Bazı uzmanlar, eşek arılarının önce meşeleri gal oluşturmaya ikna ettiğini ve daha sonra karıncaları da bu denkleme dahil etmenin yollarını geliştirdiğini öne sürüyor. Diğerleri ise, karıncaların yağ asitlerine olan ilgisinin eşek arılarını bu kimyasal stratejiye yönlendirdiğini düşünüyor.
Karıncalar ve eşek arıları arasındaki istemsiz bağlantı
Doğa, birbirine bağlı sayısız etkileşime dayanır ve bu safra üreten eşek arıları, iki farklı böceğin, bir tarafın diğerinden daha fazla fayda sağladığı ortak bir bağlantı kurmasına örnek teşkil eder. Karıncalar, safra kesesinin yağlı kısmından hızlıca faydalanırken, eşek arısı larvaları da güvenli bir sığınak elde eder. Bu istemsiz ortaklık, yaşamın farklı türlerinin nasıl karmaşık ağlarla birbirine bağlandığını gösteriyor ve her yeni keşif, ekolojik bağların daha geniş anlatısının evrimleşmesine katkı sağlıyor.
Andrew Deans, “Bu durum, ekosistemler ve biyolojik çeşitliliğin korunmasının gerekliliği hakkında hala ne kadar az şey bildiğimizi düşünmemize yol açmalı” diyor.
Araştırmacılar, bu karmaşık bağların sürdürülebilmesi için ekosistemlerin birbirini tutan bir yapı olarak korunmasının önemine dikkat çekti. Meşe ağaçları ve onları kullanan eşek arıları, yaşam alanlarının daralması ve iklim değişikliği gibi tehditler altında, bu da tüm ilişki zincirini tehdit edebilir. Çevresel koşullar değiştiğinde, karıncalar, mazılar ve bitkiler, hayatta kalmalarını sağlayan bu ekolojik bulmacanın önemli bir parçasını kaybedebilirler.

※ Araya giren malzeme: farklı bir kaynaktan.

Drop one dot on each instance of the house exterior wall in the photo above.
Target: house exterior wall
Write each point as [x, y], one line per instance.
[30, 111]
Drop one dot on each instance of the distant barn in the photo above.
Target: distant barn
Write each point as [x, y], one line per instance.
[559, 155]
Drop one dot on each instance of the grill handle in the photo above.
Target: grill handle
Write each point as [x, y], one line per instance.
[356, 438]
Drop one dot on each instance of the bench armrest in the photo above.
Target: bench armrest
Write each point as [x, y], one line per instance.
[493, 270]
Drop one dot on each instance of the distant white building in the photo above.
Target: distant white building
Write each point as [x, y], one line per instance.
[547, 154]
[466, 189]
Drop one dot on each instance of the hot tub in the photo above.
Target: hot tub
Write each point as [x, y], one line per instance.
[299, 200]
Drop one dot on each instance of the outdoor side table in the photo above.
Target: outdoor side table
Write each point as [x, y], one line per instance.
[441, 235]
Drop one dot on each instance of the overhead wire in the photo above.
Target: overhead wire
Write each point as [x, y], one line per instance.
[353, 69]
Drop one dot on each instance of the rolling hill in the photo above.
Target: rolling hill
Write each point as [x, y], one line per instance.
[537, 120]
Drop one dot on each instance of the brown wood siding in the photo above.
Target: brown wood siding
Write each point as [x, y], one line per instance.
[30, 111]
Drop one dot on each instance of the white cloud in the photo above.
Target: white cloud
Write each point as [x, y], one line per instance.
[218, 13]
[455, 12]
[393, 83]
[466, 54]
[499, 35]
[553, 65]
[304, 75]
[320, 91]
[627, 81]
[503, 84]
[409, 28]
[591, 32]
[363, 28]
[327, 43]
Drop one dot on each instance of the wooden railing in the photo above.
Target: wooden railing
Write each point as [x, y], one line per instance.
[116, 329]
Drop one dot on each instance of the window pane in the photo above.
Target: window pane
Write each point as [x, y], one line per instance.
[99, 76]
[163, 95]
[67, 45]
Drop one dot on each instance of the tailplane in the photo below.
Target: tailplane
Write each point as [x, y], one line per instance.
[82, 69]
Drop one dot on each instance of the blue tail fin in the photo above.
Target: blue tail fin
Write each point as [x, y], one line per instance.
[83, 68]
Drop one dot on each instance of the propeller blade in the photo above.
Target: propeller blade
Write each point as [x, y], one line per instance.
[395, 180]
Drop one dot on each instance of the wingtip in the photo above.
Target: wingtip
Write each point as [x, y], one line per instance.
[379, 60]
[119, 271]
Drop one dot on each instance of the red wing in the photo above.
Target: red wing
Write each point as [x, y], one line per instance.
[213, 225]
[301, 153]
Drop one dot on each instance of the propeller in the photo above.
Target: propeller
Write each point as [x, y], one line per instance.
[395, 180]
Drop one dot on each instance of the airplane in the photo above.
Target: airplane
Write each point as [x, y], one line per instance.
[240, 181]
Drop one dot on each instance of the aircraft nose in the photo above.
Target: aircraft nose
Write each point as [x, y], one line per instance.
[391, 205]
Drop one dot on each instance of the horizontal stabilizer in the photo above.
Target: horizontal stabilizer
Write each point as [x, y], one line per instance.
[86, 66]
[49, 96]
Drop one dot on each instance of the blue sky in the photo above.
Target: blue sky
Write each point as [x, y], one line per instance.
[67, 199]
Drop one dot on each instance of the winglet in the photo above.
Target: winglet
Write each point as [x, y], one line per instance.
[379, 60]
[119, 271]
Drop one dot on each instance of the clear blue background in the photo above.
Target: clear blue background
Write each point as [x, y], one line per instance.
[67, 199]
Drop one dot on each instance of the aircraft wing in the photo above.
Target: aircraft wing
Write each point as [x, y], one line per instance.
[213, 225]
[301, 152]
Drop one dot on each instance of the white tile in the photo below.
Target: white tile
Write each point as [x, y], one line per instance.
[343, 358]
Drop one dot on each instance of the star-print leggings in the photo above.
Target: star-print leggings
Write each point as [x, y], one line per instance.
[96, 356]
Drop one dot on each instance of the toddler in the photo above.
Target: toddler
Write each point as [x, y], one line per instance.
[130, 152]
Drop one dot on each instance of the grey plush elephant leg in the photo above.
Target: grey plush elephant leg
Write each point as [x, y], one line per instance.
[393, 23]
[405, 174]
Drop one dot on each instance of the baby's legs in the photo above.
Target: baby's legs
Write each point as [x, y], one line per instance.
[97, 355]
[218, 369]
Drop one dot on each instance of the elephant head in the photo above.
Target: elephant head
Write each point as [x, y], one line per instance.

Hugo’nun kısa gözlemi, küçük anların bile bildiklerimizi nasıl büyük değişikliklere dönüştürebileceğini gözler önüne seriyor. Kimse bir çocuğun sessizce yürürken, tanıdık fikirleri altüst etmesini beklemiyordu. Araştırmacılar şimdi, diğer böceklerin de karıncaları benzer yöntemlerle manipüle edip etmediğini araştırıyor.
Araştırmanın bulguları The American Naturalist dergisinde yayımlandı.